Вася заворочался, всхрапнул и разбудил Валю. Она привстала, озираясь, и снова уронила голову.

…Капает. Кап-кап-кап… То ли дождь, то ли с деревьев. Сыро. А в домике хорошо, сухо, тепло, ах, ах, как хорошо!.. Но… Но кто-то дергает угол. Ну? Ну?.. Лень посмотреть, так устала, что до сих пор не хочется лишний раз…Так устала убегать, все убегала по снегу, по снегу. Ладно, привстала, смотрю в оконце. Никого. И внезапно замечаю дырку. В моем новом легком домике. Ах да! вечером перед оконцем торчали две жабы. Две, две, две жабы. Как они могли сжевать угол домика?.. Так он же бумажный?! Ой, ой, а если… если огонь-огонь-огонь, мамочки, Матушка!.. И в это время снова кто-то взялся дергать… Дерг, дерг, дерг. Силуэт на стене. Кто это? Кто это? Мышь! Злобная мышь!.. Как дала ей щелбанец сквозь бумагу! Мышь подскочила как ужаленная и, крикнув, исчезла.

– Жалко, нет такой должности, – говорил утром за чаем Вася, – фотограф снов. Вот это было бы круто. А свадьбы – что… Одно и то же, козлиные прыжки, фужеры, костюмы, платья…

– Безо всего было бы лучше? – спросила Валя.

– Ну. Как Адам и Ева. Какая там была самая первая свадьба?.. Хыхых… Среди гостей змий, потом всякие зверушки, да? Лев с овцой, олень с волком, птица Сирин, павлин-мавлин… И же-э-э-э-лтогрывый ле-э-э-в да синий вол, исполне-э-э-э-нный очей, – запел, блея, Вася.

Валя зажмурилась.

– Ой, какая песня! А как дальше?

Вася посмотрел на нее удивленно.

– С ними золотой орел небесный, чей так светел взор незабываемый.

– А всю песню?

– Ты что, прикалываешься? Это же Бэ Гэ.

Глаза Вали расширились.

– Бэ Гэ-э?..

– Боб Гребенщиков. Не слышала?

Она покачала головой.

– Ну дела… И кино не смотрела «Асса»?

– Не-а.

– Где же ты жила?.. Ну не в туалете же на Соборной горе ты родилась?

Валя покачала отрицательно головой.

– А где?

– В деревне.

– Ну и что?! – воскликнул Вася. – Ломоносов тоже в деревне родился. На севере, кстати. Знаешь такого?

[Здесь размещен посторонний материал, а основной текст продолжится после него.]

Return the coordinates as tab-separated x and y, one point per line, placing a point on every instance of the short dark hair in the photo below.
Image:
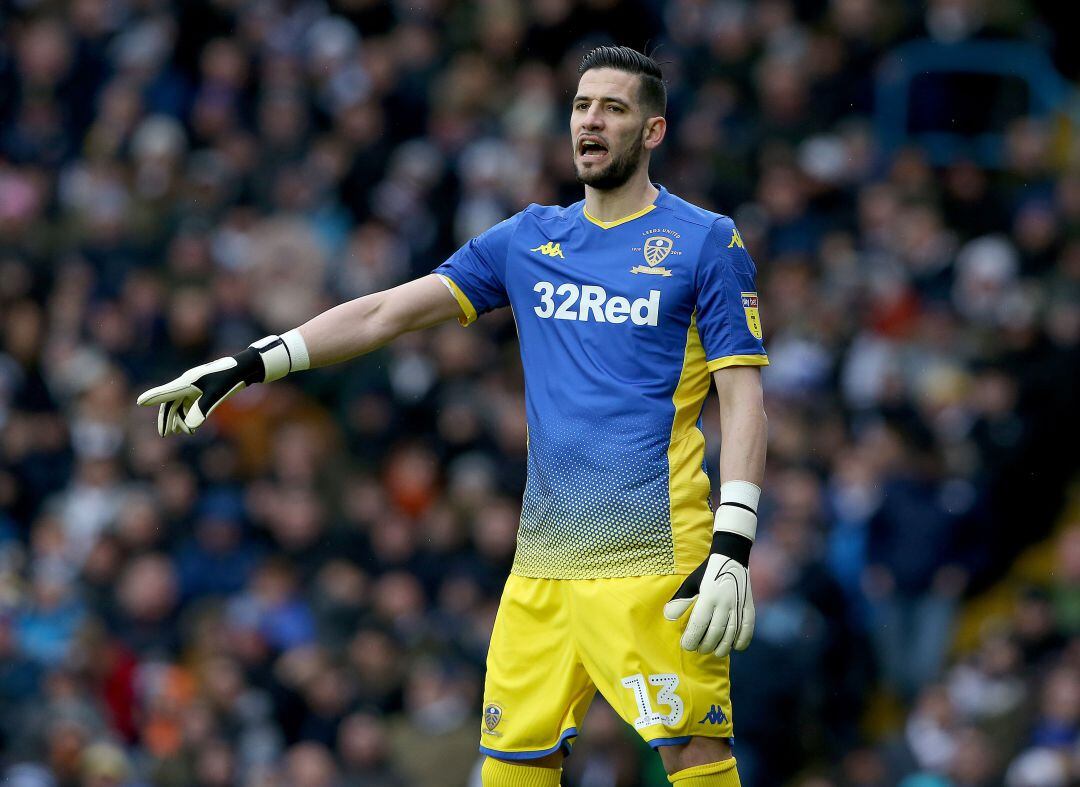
652	93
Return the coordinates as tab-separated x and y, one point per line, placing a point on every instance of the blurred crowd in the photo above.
300	595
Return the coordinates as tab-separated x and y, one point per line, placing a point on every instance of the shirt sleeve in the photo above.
476	273
727	304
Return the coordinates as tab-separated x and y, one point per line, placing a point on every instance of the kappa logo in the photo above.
493	715
715	716
550	249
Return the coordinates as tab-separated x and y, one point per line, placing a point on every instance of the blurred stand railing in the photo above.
955	100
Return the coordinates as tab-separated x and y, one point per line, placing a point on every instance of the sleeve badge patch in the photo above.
753	320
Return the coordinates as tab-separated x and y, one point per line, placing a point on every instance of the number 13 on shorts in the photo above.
666	696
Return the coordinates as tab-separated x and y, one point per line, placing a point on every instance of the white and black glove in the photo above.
718	591
188	401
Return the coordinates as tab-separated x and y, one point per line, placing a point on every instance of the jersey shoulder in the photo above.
691	214
552	213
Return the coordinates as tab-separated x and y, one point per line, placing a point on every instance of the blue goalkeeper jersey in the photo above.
620	324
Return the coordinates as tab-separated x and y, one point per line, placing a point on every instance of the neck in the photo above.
633	195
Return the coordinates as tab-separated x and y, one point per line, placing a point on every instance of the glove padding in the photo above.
187	402
723	615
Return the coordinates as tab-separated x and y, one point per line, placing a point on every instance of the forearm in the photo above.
347	330
365	324
745	432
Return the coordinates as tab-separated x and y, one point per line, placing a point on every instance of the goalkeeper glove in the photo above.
188	401
718	589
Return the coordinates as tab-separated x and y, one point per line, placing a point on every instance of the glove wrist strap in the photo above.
734	526
282	354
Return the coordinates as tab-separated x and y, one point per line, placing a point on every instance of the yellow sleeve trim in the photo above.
468	311
727	361
615	222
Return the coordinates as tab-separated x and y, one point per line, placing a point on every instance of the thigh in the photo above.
537	691
633	655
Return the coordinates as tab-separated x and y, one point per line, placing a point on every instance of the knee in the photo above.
697	751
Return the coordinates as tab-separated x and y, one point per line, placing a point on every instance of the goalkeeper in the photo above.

– Слыхала, – уклончиво ответила она.

– Да по большому счету сейчас без разницы, деревня или город. Коммунисты все стирали-стирали это различие, а тут пришел мистер Интернет и сразу уравнял всех, как «кольт» когда-то на Диком Западе. Но интернет лучше. Пускай стрельба идет словами. И третья мировая. А она уже развернулась в сети паутины. Там есть свои мухи и пауки. Меня вот сцапали, как муху.